An excerpt from “Casting in Stone”
He strode at me the way he always started a bout, using his bulk to reinforce his supremacy. His first shot would start with a feint to the left, it always did, he was good at it and I had had to find and practice a way to make it look as if only luck succeeded in making him miss that first punishing shot, wherever it came from. I skittered clumsily to the right, got slightly behind him and made him turn quickly.

It’s a problem for bigger fighters, having to maneuver. It throws them off their game. On a battlefield, your enemy is generally right in front of you and there isn’t any finessing it, but one on one, with no distractions, it’s a completely different tale. You need to be able to move and move quickly, and, accustomed to his opponents following his lead, he simply wasn’t used to it. I threw a tentative-looking blow towards his midsection as he came at me again, a shot I knew he could easily block, and then I hopped out of his range.

He started towards me again, this time with purpose.
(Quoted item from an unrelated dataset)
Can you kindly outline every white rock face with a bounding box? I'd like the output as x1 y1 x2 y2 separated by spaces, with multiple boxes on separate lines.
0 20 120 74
He was going to use his second trick, and try to force me off my feet by virtue of his weight, which was considerable. I danced away and ended up behind him again, and he stumbled, a little, as he turned.

His brow was furrowed, puzzled now, and just a little bit wary. I couldn’t afford that, it was too soon, and I had to get him back to a place where his arrogance would make him commit to something risky. I swung wildly, missing by a mile. He grinned, any momentary doubts erased. He was sure, now, that he had my measure.

He moved back a half-step to adjust the distance and I let him. I knew exactly what I needed to do. I moved sideways fast, tracking his sword, and let him strike.

I felt the blow, as the tip of his sword slid past and under my shield, robbed of most of its force by my meeting it sooner than he wanted. I’d misjudged the angle by a hair, but I was now as committed as he’d been and he let his shield drop away a little as he began to step back, as so many fighters will when they’re sure they’ve hurt you, and he was still smiling.

I was moving with him, inside his range and further, and my sword sank in, deep into his chest, and I pressed it all the way home.

He was already dead when I pulled it free.